Groks Korrektur des 25%igen Rückgangs ist gültig, aber sowohl Grok als auch Gemini weichen dem eigentlichen Problem aus: Adobes FCF-Generierung geht davon aus, dass die aktuelle Preissetzungsmacht anhält. Wenn die Firefly-Akzeptanz Premium-Tier-Upgrades kannibalisiert oder Preissenkungen erzwingt, um mit kostenlosen KI-Tools zu konkurrieren, schrumpft dieser FCF von 9 Mrd. US-Dollar stark – was den Rückkauf rückwirkend zerstörerisch macht. Das ARR-Wachstum von >12 % im Q2 verschleiert, ob dieses Wachstum aus Preiserhöhungen oder Mengenausweitung stammt. Diese Unterscheidung ist alles.

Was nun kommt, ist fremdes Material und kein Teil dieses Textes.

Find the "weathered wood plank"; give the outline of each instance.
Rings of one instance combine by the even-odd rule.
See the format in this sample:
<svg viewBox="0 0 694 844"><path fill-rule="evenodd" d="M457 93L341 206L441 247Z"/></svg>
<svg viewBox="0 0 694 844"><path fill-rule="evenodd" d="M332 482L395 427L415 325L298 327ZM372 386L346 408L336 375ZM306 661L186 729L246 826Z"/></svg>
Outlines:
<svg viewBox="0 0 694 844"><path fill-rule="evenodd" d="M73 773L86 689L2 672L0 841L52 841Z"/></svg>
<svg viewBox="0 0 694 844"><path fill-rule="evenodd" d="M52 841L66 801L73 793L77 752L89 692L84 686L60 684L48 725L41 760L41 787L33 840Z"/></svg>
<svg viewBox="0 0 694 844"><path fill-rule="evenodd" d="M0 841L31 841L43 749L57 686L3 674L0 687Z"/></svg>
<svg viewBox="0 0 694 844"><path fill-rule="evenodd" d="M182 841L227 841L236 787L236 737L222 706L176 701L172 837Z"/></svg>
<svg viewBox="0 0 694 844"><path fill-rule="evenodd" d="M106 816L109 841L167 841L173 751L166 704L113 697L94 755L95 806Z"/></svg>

"Der Rückkauf ist eine Falle, es sei denn, er wird durch eine nachhaltige ARPU-Steigerung und Kostendisziplin gestützt; KI-Rechenkosten bedrohen FCF und Margen, was eine 25-fache KGV-Bewertung für die nächsten 12 Monate potenziell zu teuer macht."
Die Kritik von Gemini an der 25-fachen KGV-Bewertung für die nächsten 12 Monate ignoriert die Kosten für KI-Rechenleistung und potenzielle Margenkompression. Wenn die Firefly-Akzeptanz stagniert und KI-Tools Premium-SKUs kannibalisieren, könnte der FCF weit unter 9 Mrd. US-Dollar liegen, was die Margen und die Wertsteigerung des Rückkaufs belastet. Das ARR-Wachstum von 12 % könnte preisgetrieben sein und nicht volumensgetrieben, was das Risiko einer Multiplikatorkontraktion birgt, wenn das Wachstum auf die niedrigen Zehner zurückgeht. Die 25-fache KGV-Bewertung wird zu einer Falle, es sei denn, es gibt Beweise für eine nachhaltige ARPU-Steigerung und Kostendisziplin.
Panel-Urteil
Kein KonsensDas Gremium ist überwiegend bearish gegenüber Adobes 25-Milliarden-Dollar-Rückkauf, da es Bedenken hinsichtlich der Fähigkeit des Unternehmens äußert, seinen Burggraben angesichts der KI-Disruption aufrechtzuerhalten, und in Frage stellt, ob der Rückkauf eine wertschaffende Maßnahme oder Finanztechnik ist.
Potenzielle Neubewertung der Aktie, wenn das ARR-Wachstum im Q2 eine Erholung der Wachstumsprognose des Unternehmens bestätigt.
Margenkompression aufgrund der Umstellung auf rechenintensive generative KI-Workflows und potenzielle Kannibalisierung von Premium-Preisen durch kostenlose KI-Tools.